DISCLAIMER:  Any unofficial case summaries below are prepared by the clerk's office
                        as a courtesy to the reader. They are not part of the opinion of the court.
223235P.pdf   04/10/2024  United States  v.  Okwuchukwu Jidoefor
   U.S. Court of Appeals Case No:  22-3235
                          and No:  22-3244 etc.

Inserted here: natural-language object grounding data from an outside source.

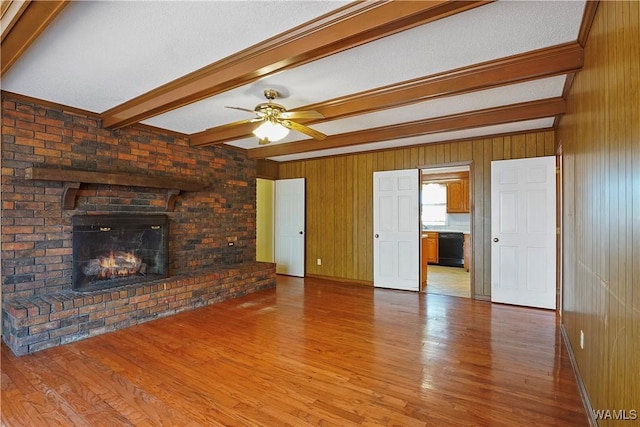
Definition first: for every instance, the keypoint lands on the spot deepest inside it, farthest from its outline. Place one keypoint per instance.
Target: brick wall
(36, 231)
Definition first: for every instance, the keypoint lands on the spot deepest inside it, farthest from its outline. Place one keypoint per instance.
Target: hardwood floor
(451, 281)
(310, 352)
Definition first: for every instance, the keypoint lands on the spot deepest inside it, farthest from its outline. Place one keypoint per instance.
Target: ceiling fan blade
(241, 109)
(303, 129)
(302, 115)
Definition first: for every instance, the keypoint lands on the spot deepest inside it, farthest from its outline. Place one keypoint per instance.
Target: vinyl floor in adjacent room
(310, 352)
(453, 281)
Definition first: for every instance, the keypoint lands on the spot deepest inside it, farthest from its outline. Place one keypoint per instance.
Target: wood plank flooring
(310, 352)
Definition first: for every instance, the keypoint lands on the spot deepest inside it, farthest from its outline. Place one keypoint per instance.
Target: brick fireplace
(54, 164)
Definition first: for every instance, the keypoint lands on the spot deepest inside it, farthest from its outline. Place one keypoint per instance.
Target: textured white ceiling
(99, 54)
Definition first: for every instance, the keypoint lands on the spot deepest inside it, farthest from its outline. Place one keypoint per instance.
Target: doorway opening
(446, 230)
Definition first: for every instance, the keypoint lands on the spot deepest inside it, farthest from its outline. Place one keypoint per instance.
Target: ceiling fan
(276, 120)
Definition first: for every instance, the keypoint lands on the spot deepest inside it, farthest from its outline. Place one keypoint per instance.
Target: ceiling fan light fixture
(271, 131)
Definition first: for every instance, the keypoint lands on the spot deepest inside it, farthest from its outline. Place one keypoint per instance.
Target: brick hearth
(212, 231)
(43, 321)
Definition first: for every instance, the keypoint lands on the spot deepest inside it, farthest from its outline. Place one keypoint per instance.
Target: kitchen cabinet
(432, 247)
(458, 196)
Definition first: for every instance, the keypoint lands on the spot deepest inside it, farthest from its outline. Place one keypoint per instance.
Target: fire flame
(118, 264)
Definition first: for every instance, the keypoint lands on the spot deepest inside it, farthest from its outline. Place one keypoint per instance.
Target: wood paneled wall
(340, 200)
(600, 138)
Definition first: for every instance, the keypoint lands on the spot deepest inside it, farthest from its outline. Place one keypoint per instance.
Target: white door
(523, 232)
(396, 228)
(290, 226)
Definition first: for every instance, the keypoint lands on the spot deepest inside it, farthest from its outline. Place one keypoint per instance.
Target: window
(434, 204)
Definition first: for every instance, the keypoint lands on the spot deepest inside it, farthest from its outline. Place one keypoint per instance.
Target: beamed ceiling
(383, 74)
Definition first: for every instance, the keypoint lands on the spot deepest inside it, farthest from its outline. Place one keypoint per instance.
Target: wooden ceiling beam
(350, 26)
(489, 117)
(566, 58)
(22, 23)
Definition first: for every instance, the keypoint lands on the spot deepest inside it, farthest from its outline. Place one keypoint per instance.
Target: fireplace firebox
(114, 250)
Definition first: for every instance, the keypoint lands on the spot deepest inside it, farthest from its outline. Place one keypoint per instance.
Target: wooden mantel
(73, 179)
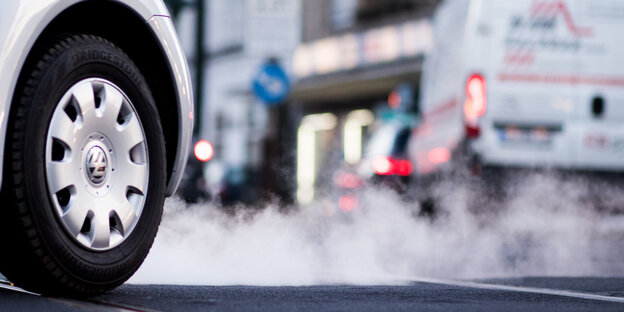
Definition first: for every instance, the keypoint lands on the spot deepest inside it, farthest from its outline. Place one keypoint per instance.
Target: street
(557, 256)
(526, 294)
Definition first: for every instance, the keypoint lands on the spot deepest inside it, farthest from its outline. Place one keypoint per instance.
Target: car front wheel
(85, 172)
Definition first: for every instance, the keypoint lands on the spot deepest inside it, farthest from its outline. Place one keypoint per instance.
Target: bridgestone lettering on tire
(84, 172)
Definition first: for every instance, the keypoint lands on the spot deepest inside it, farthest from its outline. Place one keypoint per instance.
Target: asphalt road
(520, 294)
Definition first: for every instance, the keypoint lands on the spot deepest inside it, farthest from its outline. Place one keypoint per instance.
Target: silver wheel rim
(96, 164)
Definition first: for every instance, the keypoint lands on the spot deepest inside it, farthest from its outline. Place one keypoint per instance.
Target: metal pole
(199, 65)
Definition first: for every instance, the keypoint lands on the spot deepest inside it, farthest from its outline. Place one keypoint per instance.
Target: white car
(522, 84)
(96, 117)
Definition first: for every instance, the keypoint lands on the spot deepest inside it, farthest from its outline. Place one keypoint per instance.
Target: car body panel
(23, 22)
(544, 64)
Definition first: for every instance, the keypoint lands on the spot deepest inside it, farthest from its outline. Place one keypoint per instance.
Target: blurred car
(521, 84)
(95, 123)
(384, 164)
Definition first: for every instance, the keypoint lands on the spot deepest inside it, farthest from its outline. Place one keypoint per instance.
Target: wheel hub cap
(96, 163)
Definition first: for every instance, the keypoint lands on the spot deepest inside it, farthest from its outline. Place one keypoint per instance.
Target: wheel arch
(128, 30)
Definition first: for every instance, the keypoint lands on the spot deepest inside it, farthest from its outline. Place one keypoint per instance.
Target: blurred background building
(343, 57)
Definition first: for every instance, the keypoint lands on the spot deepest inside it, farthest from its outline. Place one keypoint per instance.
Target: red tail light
(391, 166)
(475, 105)
(203, 150)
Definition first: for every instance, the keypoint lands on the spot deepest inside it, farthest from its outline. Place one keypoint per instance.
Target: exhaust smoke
(546, 227)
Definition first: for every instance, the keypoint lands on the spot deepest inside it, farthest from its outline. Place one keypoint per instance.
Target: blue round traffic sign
(271, 84)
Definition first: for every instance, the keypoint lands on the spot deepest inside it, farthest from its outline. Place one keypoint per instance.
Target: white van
(523, 83)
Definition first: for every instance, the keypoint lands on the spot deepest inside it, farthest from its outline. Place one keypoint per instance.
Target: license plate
(526, 136)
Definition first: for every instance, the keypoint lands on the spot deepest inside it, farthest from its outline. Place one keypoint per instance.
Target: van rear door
(549, 61)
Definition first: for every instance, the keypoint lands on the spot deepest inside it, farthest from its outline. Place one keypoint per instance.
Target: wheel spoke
(129, 135)
(97, 165)
(127, 215)
(84, 96)
(61, 174)
(76, 215)
(101, 228)
(63, 128)
(110, 105)
(133, 175)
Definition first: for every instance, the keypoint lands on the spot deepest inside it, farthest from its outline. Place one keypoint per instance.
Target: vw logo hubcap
(96, 164)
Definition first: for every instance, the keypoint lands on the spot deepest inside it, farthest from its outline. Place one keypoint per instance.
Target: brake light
(203, 150)
(390, 166)
(475, 104)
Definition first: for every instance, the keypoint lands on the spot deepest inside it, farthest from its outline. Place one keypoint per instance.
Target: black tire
(38, 254)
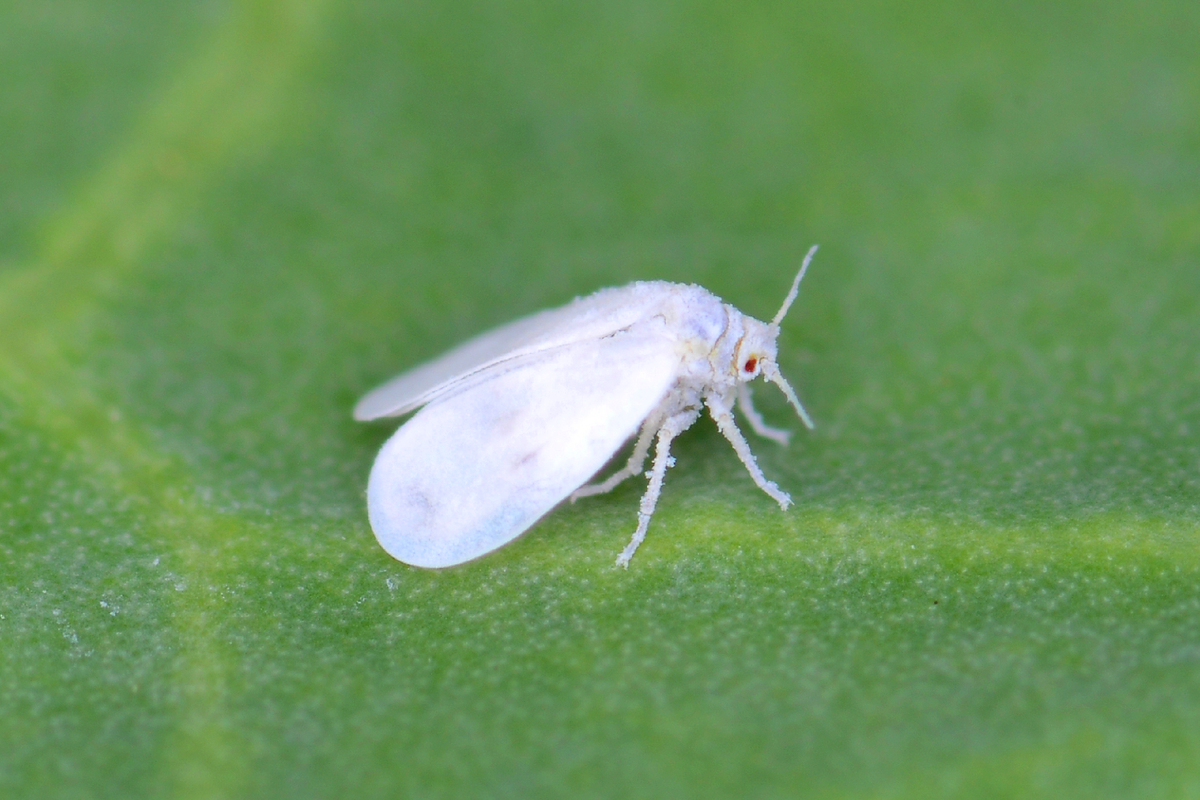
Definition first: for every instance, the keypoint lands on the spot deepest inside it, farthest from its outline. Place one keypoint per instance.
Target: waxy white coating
(516, 420)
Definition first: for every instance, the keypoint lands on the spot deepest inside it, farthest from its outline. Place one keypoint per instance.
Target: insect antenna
(796, 288)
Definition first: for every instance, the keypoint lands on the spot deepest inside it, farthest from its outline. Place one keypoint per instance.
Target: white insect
(516, 420)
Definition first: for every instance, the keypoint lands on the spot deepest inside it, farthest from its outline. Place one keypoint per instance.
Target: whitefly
(519, 419)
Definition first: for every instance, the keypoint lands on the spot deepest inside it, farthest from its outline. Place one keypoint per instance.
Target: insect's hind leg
(633, 467)
(670, 428)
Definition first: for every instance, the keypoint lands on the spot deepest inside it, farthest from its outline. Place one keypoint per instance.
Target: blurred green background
(225, 221)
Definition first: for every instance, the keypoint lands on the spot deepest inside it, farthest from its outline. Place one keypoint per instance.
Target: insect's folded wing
(474, 469)
(585, 319)
(407, 391)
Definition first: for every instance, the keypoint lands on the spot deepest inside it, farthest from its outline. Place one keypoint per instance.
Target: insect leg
(633, 467)
(756, 422)
(724, 417)
(671, 428)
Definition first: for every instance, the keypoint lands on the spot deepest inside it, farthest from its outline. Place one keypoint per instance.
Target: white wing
(586, 318)
(473, 470)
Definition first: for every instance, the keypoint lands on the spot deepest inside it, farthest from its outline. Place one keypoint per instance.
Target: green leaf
(223, 222)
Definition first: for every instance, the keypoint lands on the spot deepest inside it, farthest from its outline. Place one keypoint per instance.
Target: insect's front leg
(756, 422)
(671, 427)
(719, 409)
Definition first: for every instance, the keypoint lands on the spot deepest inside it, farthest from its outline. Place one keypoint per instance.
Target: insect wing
(585, 319)
(474, 469)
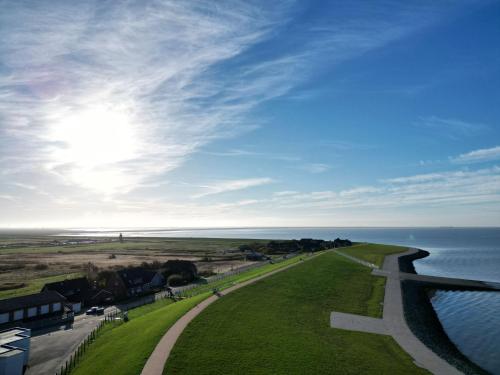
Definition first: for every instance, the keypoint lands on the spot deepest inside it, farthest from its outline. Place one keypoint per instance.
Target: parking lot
(50, 350)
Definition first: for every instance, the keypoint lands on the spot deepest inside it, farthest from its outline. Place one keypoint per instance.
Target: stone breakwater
(423, 320)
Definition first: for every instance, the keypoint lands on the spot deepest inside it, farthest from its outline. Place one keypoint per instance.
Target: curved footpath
(157, 360)
(393, 322)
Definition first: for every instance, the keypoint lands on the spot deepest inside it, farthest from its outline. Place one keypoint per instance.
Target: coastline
(424, 322)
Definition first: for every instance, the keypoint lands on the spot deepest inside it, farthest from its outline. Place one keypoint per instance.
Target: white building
(14, 350)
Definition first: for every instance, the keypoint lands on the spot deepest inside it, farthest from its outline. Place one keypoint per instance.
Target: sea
(470, 319)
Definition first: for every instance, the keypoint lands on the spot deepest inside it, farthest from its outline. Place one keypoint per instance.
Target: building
(255, 256)
(77, 291)
(14, 350)
(131, 282)
(34, 310)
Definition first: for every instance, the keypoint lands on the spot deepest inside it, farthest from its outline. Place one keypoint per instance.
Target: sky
(249, 113)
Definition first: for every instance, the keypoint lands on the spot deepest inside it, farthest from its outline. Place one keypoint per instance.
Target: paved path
(157, 360)
(394, 322)
(357, 260)
(50, 350)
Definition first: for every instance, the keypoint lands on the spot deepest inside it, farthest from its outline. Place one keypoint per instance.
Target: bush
(176, 280)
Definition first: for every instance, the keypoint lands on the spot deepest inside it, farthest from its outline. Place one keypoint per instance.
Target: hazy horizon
(249, 114)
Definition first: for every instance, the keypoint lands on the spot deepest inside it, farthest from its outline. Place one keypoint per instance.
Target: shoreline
(423, 320)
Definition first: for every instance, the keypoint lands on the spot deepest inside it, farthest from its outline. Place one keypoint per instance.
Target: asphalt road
(50, 350)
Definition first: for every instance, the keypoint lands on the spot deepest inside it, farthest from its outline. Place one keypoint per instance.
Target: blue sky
(327, 113)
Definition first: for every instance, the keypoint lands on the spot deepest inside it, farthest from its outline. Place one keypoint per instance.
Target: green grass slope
(280, 325)
(373, 253)
(123, 348)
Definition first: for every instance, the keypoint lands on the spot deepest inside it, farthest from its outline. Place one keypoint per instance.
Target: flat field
(280, 325)
(28, 262)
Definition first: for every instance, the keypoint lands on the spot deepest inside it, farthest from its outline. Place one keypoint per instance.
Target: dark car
(95, 310)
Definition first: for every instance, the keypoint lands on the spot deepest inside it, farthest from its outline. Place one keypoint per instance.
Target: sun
(92, 146)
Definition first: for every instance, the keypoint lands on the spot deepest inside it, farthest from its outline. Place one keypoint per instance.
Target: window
(32, 312)
(44, 309)
(4, 318)
(18, 314)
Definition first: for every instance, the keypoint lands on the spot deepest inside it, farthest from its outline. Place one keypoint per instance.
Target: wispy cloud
(478, 156)
(248, 153)
(314, 168)
(156, 72)
(425, 190)
(232, 185)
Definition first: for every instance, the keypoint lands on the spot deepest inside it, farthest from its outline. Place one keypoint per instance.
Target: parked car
(95, 310)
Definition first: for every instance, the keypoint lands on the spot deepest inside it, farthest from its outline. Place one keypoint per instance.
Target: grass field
(26, 263)
(123, 348)
(280, 325)
(373, 253)
(35, 285)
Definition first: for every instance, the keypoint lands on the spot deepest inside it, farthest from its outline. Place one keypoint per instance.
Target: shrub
(176, 280)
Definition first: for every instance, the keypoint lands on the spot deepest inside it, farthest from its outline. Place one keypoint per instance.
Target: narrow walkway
(357, 260)
(158, 359)
(394, 322)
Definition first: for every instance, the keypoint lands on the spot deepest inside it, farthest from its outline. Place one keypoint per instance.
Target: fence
(183, 289)
(74, 358)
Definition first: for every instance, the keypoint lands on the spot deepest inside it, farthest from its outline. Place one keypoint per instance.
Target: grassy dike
(280, 325)
(123, 348)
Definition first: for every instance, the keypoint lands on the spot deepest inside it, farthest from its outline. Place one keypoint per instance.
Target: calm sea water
(471, 319)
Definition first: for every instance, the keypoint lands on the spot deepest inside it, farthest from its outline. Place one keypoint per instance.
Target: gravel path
(157, 360)
(394, 323)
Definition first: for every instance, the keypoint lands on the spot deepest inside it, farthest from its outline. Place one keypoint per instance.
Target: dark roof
(133, 277)
(31, 300)
(69, 287)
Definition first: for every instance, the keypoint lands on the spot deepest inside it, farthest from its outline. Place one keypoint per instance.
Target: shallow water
(471, 319)
(472, 322)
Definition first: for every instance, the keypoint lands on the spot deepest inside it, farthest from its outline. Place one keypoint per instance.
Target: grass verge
(123, 348)
(280, 325)
(373, 253)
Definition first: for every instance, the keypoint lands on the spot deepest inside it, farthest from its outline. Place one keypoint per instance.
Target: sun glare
(91, 144)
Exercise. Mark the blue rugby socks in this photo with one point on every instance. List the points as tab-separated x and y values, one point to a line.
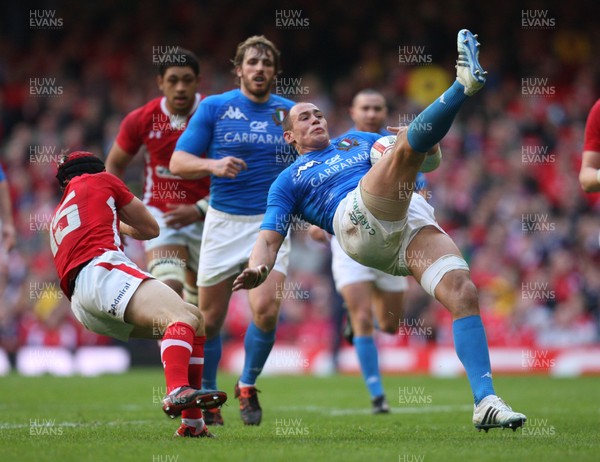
369	364
472	350
431	125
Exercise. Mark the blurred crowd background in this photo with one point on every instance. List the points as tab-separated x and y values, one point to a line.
507	190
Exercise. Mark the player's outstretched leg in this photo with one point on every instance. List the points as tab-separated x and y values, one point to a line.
394	176
431	125
447	279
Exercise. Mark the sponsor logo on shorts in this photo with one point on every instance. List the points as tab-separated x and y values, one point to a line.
359	219
122	292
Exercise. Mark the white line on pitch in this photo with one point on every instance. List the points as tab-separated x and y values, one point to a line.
395	410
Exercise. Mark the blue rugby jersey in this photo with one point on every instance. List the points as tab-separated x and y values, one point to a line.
314	185
230	124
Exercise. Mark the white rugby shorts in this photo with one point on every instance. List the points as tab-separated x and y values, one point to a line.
227	242
189	236
102	291
347	271
368	241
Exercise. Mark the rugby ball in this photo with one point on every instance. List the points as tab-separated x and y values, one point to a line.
386	143
381	147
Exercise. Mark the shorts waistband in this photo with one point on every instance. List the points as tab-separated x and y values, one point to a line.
74	273
239	218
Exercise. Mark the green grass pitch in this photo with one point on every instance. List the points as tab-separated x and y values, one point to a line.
118	418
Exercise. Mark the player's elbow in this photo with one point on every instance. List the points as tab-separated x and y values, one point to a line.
586	185
149	229
177	165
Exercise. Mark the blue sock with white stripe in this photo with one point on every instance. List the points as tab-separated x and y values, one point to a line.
212	356
257	345
369	364
472	350
431	125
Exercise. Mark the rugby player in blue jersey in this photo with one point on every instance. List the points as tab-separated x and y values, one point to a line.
240	130
368	293
380	223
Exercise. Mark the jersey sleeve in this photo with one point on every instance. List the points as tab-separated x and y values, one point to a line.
280	205
592	129
197	136
130	137
123	195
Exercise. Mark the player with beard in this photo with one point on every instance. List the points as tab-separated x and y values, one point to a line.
240	130
371	296
380	223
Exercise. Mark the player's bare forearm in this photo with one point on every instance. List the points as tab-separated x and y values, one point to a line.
189	166
137	222
261	261
117	160
589	176
130	231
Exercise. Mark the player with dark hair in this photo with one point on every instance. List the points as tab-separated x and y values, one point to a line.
380	223
111	296
178	205
240	130
369	294
9	233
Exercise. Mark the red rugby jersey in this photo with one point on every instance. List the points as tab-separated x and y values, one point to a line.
85	223
154	127
592	129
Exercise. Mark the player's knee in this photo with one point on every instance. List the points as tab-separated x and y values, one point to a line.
362	320
463	290
190	294
266	318
187	314
171	271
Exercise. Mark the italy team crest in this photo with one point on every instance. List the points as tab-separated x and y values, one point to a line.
279	115
346	143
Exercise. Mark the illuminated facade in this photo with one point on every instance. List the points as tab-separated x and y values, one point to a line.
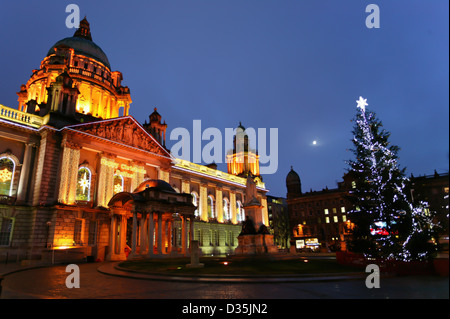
79	174
318	219
100	92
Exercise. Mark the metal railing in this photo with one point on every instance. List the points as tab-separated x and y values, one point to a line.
20	117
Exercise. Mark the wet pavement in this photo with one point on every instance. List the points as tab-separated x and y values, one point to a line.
50	282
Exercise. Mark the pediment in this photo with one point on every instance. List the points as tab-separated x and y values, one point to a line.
124	130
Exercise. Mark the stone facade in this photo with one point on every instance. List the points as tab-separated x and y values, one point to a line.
66	152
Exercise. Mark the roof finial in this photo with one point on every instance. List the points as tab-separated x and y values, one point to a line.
84	30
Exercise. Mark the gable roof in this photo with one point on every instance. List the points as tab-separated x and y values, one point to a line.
124	130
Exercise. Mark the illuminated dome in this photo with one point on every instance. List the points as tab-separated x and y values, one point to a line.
82	44
100	90
83	47
293	184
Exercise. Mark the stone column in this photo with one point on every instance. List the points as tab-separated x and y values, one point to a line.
233	207
164	235
183	235
150	233
24	174
191	231
203	202
170	237
143	233
123	234
134	234
112	235
160	233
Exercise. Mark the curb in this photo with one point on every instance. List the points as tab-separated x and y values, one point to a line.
114	270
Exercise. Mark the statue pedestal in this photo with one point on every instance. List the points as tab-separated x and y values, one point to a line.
194	256
258	244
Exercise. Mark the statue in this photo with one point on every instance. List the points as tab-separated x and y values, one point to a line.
250	193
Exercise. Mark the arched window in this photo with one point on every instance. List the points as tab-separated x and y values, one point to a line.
226	210
118	184
211	213
195	202
7	170
239	212
84	184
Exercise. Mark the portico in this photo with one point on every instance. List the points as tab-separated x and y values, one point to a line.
153	207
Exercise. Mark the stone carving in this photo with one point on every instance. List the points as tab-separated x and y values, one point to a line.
123	131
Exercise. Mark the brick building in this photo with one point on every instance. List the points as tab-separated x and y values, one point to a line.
74	165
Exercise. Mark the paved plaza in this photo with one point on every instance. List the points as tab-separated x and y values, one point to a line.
49	282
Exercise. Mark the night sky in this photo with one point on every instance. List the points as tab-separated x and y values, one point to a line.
298	66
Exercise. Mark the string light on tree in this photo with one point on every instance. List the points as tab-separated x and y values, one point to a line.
387	225
5	175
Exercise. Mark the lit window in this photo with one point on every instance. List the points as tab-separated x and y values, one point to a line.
6	227
239	212
211	207
195	202
7	168
118	184
84	184
226	210
77	232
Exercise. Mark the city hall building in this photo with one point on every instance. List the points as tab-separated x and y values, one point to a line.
80	177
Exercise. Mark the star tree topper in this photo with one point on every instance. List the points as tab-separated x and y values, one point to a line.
362	103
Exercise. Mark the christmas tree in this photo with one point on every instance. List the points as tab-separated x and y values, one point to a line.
385	223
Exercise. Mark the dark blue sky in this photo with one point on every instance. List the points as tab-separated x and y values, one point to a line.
297	65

   U.S. District Court for the District of Minnesota   
   [PUBLISHED] [Loken, Author, with Smith, Chief Judge, and Colloton, Circuit 
   Judge] 
   Criminal case - Criminal law. While serving a term of supervised release 
   imposed on a prior bank fraud conviction, defendant, a Nigerian citizen, 
   participated in a scheme to defraud auto insurance companies by staging 
   crashes and submitting claims for unnecessary or nonexistent chiropractic 
   services. He pleaded guilty to one count of mail fraud and to violating a 
   condition of his supervised release, but only after the government agreed 
   to, among other things, jointly recommend a time-served sentence and to 
   write a letter to immigration authorities detailing his past cooperation 
   in his bank fraud case. Defendant received a time-served sentence, and the 
   district court ordered him to pay just over $22,000 in restitution to a 
   victim insurance company based on the company's actual losses. The 
   government attorney sent a letter to immigration authorities as promised, 
   but the U.S. Attorney's Office thereafter sent a second letter in error 
   claiming the attorney who sent the first letter had done so in his 
   personal capacity only. The office soon realized the error and sent a 
   third letter retracting the second one. The Board of Immigration Appeals 
   denied defendant's request to stay his then-pending removal proceeding, 
   the district court denied his request for a remedy for the government's 
   breach of his plea agreement, and defendant was removed to Nigeria. Held: 
   The district court did not err in denying defendant's request for a remedy 
   for the government's breach, as the promise breached was not the 
   government's sentencing recommendation or otherwise directly related to 
   the sentence imposed, and the government's retraction letter cured the 
   breach by providing defendant what he had bargained for, that is, a 
   statement from the government he believed would favorably impact his 
   ongoing removal proceeding, received by the Board prior to its unfavorable 
   decision. Nor did the district court err in calculating the amount of the 
   insurance company's losses and ordering restitution in that amount, as 
   defendant's admissions in his plea agreement established direct and 
   proximate cause for the claimed losses by a preponderance of the evidence, 
   a government witness testified he had independently verified a summary of 
   losses the insurance company had certified as true and correct, and there 
   was no evidence the company had overstated its losses. Finally, to the 
   extent the issue is not moot, defendant's challenge to his concurrent 
   time-served prison terms as substantively unreasonable lacks substantive 
   merit, as he requested the sentence.